Vision-Language Models (VLMs) are pretrained on large, diverse, and noisy web-crawled datasets. This underscores the critical need for dataset pruning, as the quality of these datasets is strongly correlated with the performance of VLMs on downstream tasks. Using CLIPScore from a pretrained model to only train models using highly-aligned samples is one of the most successful methods for pruning. We argue that this approach suffers from multiple limitations including: false positives and negatives due to CLIP's pretraining on noisy labels. We propose a pruning signal, Sieve, that employs synthetic captions generated by image-captioning models pretrained on small, diverse, and well-aligned image-text pairs to evaluate the alignment of noisy image-text pairs. To bridge the gap between the limited diversity of generated captions and the high diversity of alternative text (alt-text), we estimate the semantic textual similarity in the embedding space of a language model pretrained on unlabeled text corpus. Using DataComp, a multimodal dataset filtering benchmark, when evaluating on 38 downstream tasks, our pruning approach, surpasses CLIPScore by 2.6\% and 1.7\% on medium and large scale respectively. In addition, on retrieval tasks, Sieve leads to a significant improvement of 2.7% and 4.5% on medium and large scale respectively.
Paper Structure (15 sections, 12 equations, 7 figures, 9 tables, 1 algorithm)
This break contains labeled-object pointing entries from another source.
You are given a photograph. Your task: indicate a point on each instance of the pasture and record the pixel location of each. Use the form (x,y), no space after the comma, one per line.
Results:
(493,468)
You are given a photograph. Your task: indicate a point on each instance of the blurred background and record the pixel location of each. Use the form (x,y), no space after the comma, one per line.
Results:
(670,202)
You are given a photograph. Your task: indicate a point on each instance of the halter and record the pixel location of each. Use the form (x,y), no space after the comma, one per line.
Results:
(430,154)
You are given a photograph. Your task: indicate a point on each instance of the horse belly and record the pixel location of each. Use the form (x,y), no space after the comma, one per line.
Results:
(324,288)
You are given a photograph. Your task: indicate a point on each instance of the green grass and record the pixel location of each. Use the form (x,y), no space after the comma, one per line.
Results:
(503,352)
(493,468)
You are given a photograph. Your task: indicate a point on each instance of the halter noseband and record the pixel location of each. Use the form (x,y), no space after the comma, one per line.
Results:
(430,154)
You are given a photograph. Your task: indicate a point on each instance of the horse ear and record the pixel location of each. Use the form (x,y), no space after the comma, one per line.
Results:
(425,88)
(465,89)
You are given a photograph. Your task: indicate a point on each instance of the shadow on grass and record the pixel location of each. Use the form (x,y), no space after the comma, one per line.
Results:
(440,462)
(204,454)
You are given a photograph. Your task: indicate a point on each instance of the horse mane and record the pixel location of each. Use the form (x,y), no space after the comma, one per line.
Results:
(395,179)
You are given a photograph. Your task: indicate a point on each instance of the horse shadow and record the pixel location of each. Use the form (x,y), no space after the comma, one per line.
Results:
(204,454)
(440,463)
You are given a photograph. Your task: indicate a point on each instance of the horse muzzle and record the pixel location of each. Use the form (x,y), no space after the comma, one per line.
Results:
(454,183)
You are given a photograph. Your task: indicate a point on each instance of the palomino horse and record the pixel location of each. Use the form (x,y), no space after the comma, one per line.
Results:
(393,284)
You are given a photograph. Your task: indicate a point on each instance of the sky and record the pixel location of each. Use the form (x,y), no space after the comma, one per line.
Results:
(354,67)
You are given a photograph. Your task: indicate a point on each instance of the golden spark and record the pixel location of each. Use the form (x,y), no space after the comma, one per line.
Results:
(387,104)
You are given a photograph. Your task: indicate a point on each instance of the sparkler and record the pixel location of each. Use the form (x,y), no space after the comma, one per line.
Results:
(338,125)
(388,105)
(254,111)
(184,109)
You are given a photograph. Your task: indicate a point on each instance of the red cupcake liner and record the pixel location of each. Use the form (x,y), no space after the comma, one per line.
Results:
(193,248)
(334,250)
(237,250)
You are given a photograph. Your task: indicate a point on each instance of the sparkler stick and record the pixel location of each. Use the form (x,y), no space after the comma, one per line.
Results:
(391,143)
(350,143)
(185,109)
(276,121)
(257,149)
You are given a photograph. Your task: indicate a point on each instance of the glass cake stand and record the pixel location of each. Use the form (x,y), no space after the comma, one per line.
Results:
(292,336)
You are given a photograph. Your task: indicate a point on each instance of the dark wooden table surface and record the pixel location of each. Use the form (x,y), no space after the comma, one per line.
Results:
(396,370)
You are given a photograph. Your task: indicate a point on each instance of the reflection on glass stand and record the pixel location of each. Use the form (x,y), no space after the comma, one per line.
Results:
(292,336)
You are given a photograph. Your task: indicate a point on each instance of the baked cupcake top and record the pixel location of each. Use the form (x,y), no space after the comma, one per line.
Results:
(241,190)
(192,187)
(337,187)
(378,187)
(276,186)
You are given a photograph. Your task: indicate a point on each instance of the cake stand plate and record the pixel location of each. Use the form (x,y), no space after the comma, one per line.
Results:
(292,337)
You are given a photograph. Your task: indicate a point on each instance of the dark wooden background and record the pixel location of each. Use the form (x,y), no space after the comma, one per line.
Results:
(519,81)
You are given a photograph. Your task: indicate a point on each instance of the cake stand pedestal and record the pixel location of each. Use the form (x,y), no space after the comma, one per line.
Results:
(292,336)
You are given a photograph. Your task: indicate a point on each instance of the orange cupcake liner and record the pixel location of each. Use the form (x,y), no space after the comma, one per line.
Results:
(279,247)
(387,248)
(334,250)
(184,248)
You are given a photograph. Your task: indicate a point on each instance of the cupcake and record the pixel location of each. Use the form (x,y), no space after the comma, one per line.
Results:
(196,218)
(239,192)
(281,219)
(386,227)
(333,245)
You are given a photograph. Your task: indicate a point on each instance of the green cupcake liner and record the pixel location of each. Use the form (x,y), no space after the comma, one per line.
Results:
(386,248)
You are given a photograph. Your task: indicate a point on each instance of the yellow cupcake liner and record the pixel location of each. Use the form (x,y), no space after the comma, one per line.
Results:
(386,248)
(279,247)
This paper contains 15 sections, 12 equations, 7 figures, 9 tables, 1 algorithm.

Figures (7)

  • Figure 1: Examples of image-text pairs in which the scores of pretrained CLIP models, a commonly used image-text data filtering approach, fail to measure their alignment. Our proposed approach, Sieve, provides an accurate alignment score using a caption generator and sentence transformer. Top left and bottom left: Examples of false positives where alt-text describes concepts that are not found or unrelated to the image. CLIP is trained on similar noisy image-text pairs, thus, it assigns a relatively high score. Sieve can detect that such image-text pairs are misaligned. Top right and bottom right: Examples of false negatives where images are aligned with the alt-text but are assigned low CLIP scores, either due to the low likelihood of these pairs in the pretraining data, or because CLIP may have seen similar images aligned with other noisy labels. Sieve can detect that such image-text pairs are well-aligned and selects them for pretraining.
  • Figure 2: Our proposed framework enables dataset pruning using image-captioning models. To evaluate the alignment of a noisy image-text pair, we generate multiple captions per image using nucleus sampling. Then medium phrases, like "an image of" or "a photo of", are masked from alt-text and generated captions. Finally, a lightweight sentence encoder is used to semantically compare the generated captions with alt-text.
  • Figure 3: Masking medium phrases improves the ranking of sentence similarity scores. On the left, sentence pairs with misleadingly high (or low) sentence similarity due to the existence (or absence) of medium phrases are highlighted in dark red (or light red). On the right, similarity scores that are more aligned with semantics are highlighted in dark green. The sentence similarity scores are computed using the all-MiniLM-L6-v2 sentence transformer wang2020minilm.
  • Figure 4: Evaluating CLIP models pretrained on different fractions of the top ranked samples based on our proposed approach (Sieve), CLIPScore, and fusing Sieve with CLIPscore (Sieve+CLIPSCore), on medium scale.
  • Figure 5: The relative performance gain of Sieve and Sieve+CLIPScore relative to CLIPScore on 38 downstream tasks on the medium scale pool.